What I find insulting is that what is happening in Syria is referred to as a “civil war.” It is none other than a revolution of the people. While it is true that the regime in Syria is mainly composed of the Alawite sect, not all Alawites support it; I have many Alawite friends who are working with the revolution—Christians and Druze, too. For the past 40 years, the regime has worked behind the scenes to make minorities believe the rest of our society threatens them and only the regime is there to protect them. That is why many Christians, for example, do not support the revolution; they fear Islamists will come to control the country.
It is therefore essential to hold onto the term “revolution,” which is a positive one, associated with hope, faith and dreams…

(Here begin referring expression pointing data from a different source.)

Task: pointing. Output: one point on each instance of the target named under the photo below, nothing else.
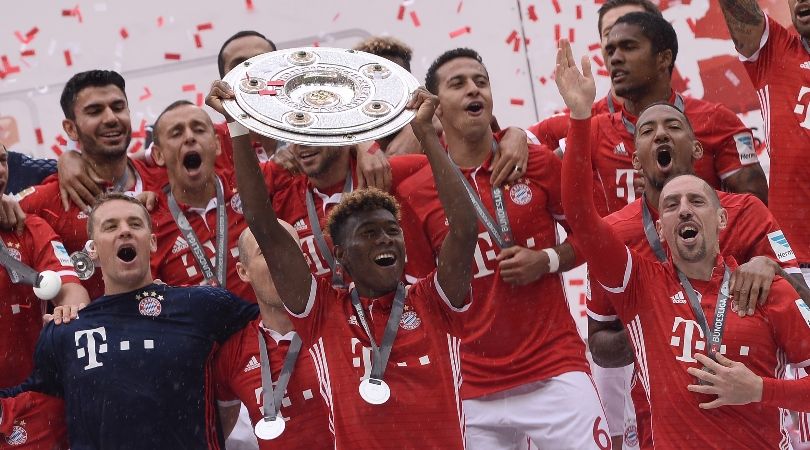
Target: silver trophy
(321, 96)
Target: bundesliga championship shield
(320, 96)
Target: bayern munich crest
(18, 436)
(149, 304)
(520, 194)
(410, 320)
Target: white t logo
(90, 351)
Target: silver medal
(267, 429)
(83, 265)
(375, 392)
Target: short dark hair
(359, 201)
(648, 6)
(657, 30)
(431, 82)
(83, 80)
(241, 34)
(174, 105)
(386, 46)
(111, 196)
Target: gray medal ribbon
(271, 398)
(380, 354)
(502, 232)
(649, 231)
(220, 277)
(714, 335)
(317, 232)
(17, 271)
(631, 128)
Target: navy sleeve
(46, 377)
(27, 171)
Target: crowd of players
(312, 320)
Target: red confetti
(459, 32)
(532, 14)
(415, 19)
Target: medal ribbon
(213, 279)
(380, 355)
(317, 232)
(714, 336)
(502, 232)
(271, 398)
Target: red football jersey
(33, 421)
(751, 231)
(289, 201)
(508, 342)
(238, 375)
(20, 310)
(45, 201)
(727, 146)
(424, 410)
(175, 264)
(779, 72)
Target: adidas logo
(252, 364)
(179, 245)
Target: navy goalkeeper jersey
(134, 368)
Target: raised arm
(606, 255)
(287, 264)
(456, 255)
(745, 22)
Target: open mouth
(192, 161)
(385, 259)
(126, 253)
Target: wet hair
(83, 80)
(657, 30)
(112, 196)
(359, 201)
(647, 5)
(387, 47)
(241, 34)
(431, 82)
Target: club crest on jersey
(149, 304)
(236, 203)
(410, 320)
(520, 194)
(18, 435)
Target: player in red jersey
(514, 364)
(642, 50)
(205, 252)
(655, 300)
(239, 365)
(96, 116)
(403, 392)
(666, 147)
(777, 60)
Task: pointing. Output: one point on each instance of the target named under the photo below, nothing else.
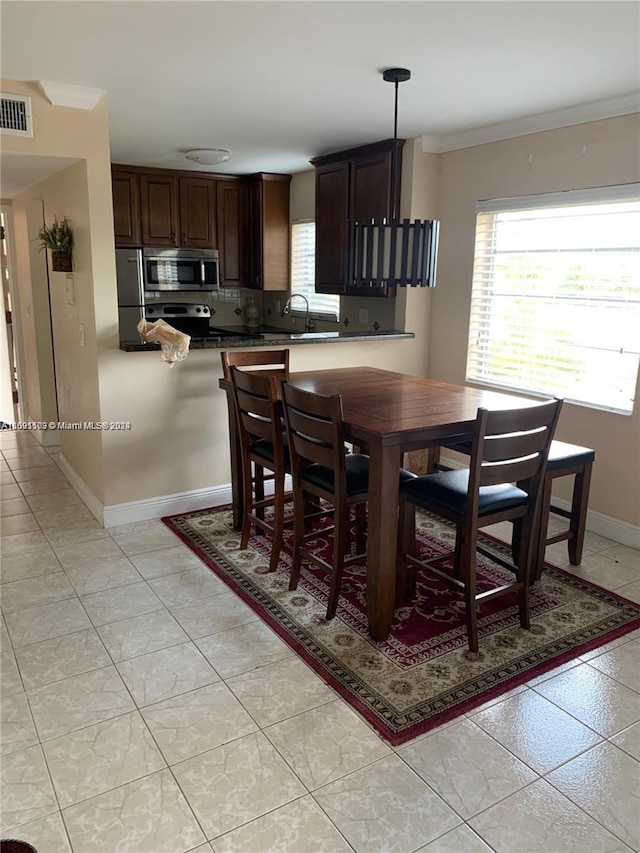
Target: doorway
(10, 373)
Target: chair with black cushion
(508, 447)
(273, 363)
(321, 469)
(564, 460)
(263, 445)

In the beginning, however, there wasn’t the slightest hint of sectarianism in the struggle. The mukhabarrat (secret police) tried to turn it; that was their best strategy to destroy a united nonviolent uprising. They needed to justify their brutality, so they wanted people to carry weapons. They encouraged sectarianism, and they may have succeeded to an extent: the more the struggle goes on, the higher it risks slipping towards sectarian division. But I believe this is only temporary. The divisions will gradually disappear once the regime goes down.
It is therefore essential to hold onto the term “revolution,” which is a positive one, associated with hope, faith, and dreams of a better life and future. It means overthrowing any power that controls the people, and so it is a constant threat to any regime holding on to power, anywhere in the world. I think the Syrian revolution and the Arab Spring represent threats not only to the dictators but also to other regimes, because their success would show all the people of the world that they have power. The Occupy Wall Street movement is waging a similar struggle against Western banks and corporations, and in contrast to the U.S. democratic system the media tout, the American police were brutal—because the corporations in power were scared.
The term “civil war,” unlike “revolution,” is totally negative, associated with distraction and agony. It is much safer for those in power to label popular revolutions “civil wars” in order to distort the image of a revolution, or any movement of the people toward true freedom. Likewise, regimes around the world use the financing of extremism, whether from Arab or non-Arab sources—of course, from the West it is much more secretive, as in the case of the United States and Osama bin Laden in the past—to suppress popular sympathy for revolutions. So spreading word of the financing of “jihadists” is another way to damage revolutions, because people will start doubting the revolution and maybe start thinking that those dictatorships and regimes were not so bad after all!
The media comes in to complete the job of political regimes.
This is where the media comes in to complete the job of political regimes, disproportionately portraying “jihadists” on its screens and news bulletins so that no one can sympathize with the people rising up. I have lots of secular friends in the Syrian movement, and I have never seen a report about these people and what they are doing, even though they played a big role in starting the revolution. It would be giving too good an image to the revolution; it would ensure the sympathy of people from other countries, who would side with the Syrian people instead of fearing jihadist suicide bombings. It would show people how truly powerful they are against their own political system and ruling powers.
The mainstream media’s primary role, as always, is to manufacture what is called “world public opinion.” One of the strategies is to highlight extremists, who are also manufactured, because this will help the politicians justify spending so much on their militaries, or justify invading other countries or in some cases even bombing civilians and villages! Meanwhile, what they are truly doing is ensuring their interests and power all over the world and especially in poor and underdeveloped Third World countries.
People must remember lessons learned throughout history as they unite to create movements committed to freedom. As long as Bashar al-Assad, other dictators, and their financial and political supporters hold onto power, we must hold onto “revolution” as a word that inspires: It is our best hope.